I'm looking for an elegant way to override values in an associative array.

For example, say I have my base options as:

var base_options = {
    hintText:"something",
    borderStyle:Titanium.UI.INPUT_BORDERSTYLE_ROUNDED,
    width: 200, height: LABEL_HEIGHT-4,
    font: {fontSize:16}, left: 95
}

I want to use this as the base, but be able to override a few items in this base on a case-by-case basis - for example, hintText would be different for each item. What's a clean and elegant way to get a copy of this array with a few parameters modified?

I realize I can change each individual item, as in:

options.hintText = "new thing";

but I suspect there's a more elegant way.

Was it helpful?

Solution

You could use a base class to encapsulate the behavior Weston propose.

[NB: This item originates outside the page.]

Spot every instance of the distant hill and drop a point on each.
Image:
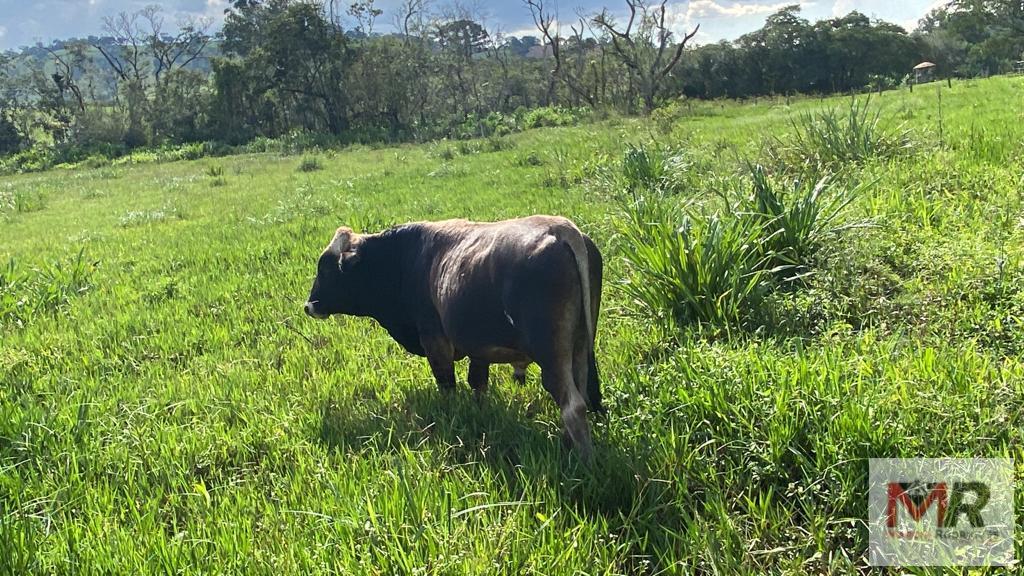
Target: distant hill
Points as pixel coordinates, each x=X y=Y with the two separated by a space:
x=96 y=78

function Options(changed_options) {
     this.hintText = "something";
     this.borderStyle =Titanium.UI.INPUT_BORDERSTYLE_ROUNDED;
     // ...

     if(changed_options)
         for(var prop in changed_options) 
             this[prop] = changed_options[prop];
}

var foo = new Options({ "hintText":"changed"});

Should work.

OTHER TIPS

I have implemented this function in a few of my projects:

if (typeof Object.merge !== 'function') {
    Object.merge = function (o1, o2) { // Function to merge all of the properties from one object into another
        for(var i in o2) { o1[i] = o2[i]; }
        return o1;
    };
} 

So, now I can use it like:

Object.merge(options, {hintText: "new thing", left: 55});

As far as copying objects, there is already a good StackOverflow discussion about that.

Something like this?

var changed_options = { 
   hintText: "somethingElse",
   font: {fontSize: 24} 
}

for(var prop in changed_options) 
    base_options[prop] = changed_options[prop];
function merge(base, options) { 
   var result = {};
   for (var k in base) if (base.hasOwnProperty(k)) {
      result[k] = options[k] || base[k];
   } // note, it will leave out properties that are in options, but not in base..
   return result;
}

If you happen to be using jQuery, it has a built in extend method on the jQuery object that does this.

You could use the object's prototype to establish the inheritance, like this:

function inherited_object(extra_properties){
    for(var i in extra_properties){
        this[i] = extra_properties[i];
    }
}
function inherit_from(parent, extra_properties){
    inherited_object.prototype = parent;
    var obj = new inherited_object(extra_properties || {});
    inherited_object.prototype = null;
    return obj;
}

Then, if you have some object A you just call B = inherit_from(A, B_stuff) and that's it. One advantage is that, because A is the prototype of B, changes done to A are reflected on B.

var base_options = function() { 
    hintText:arguments[0], 
    borderStyle:arguments[1], 
    width:arguments[2],
    height:arguments[3], 
    font:arguments[4]
    left:arguments[5]
};

var thisObj = new base_option(blah, blah, blah, blah, blah);

That may seem like overkill but then you can add all of the new instances to an array and use a for loop for them when you want/need to change them.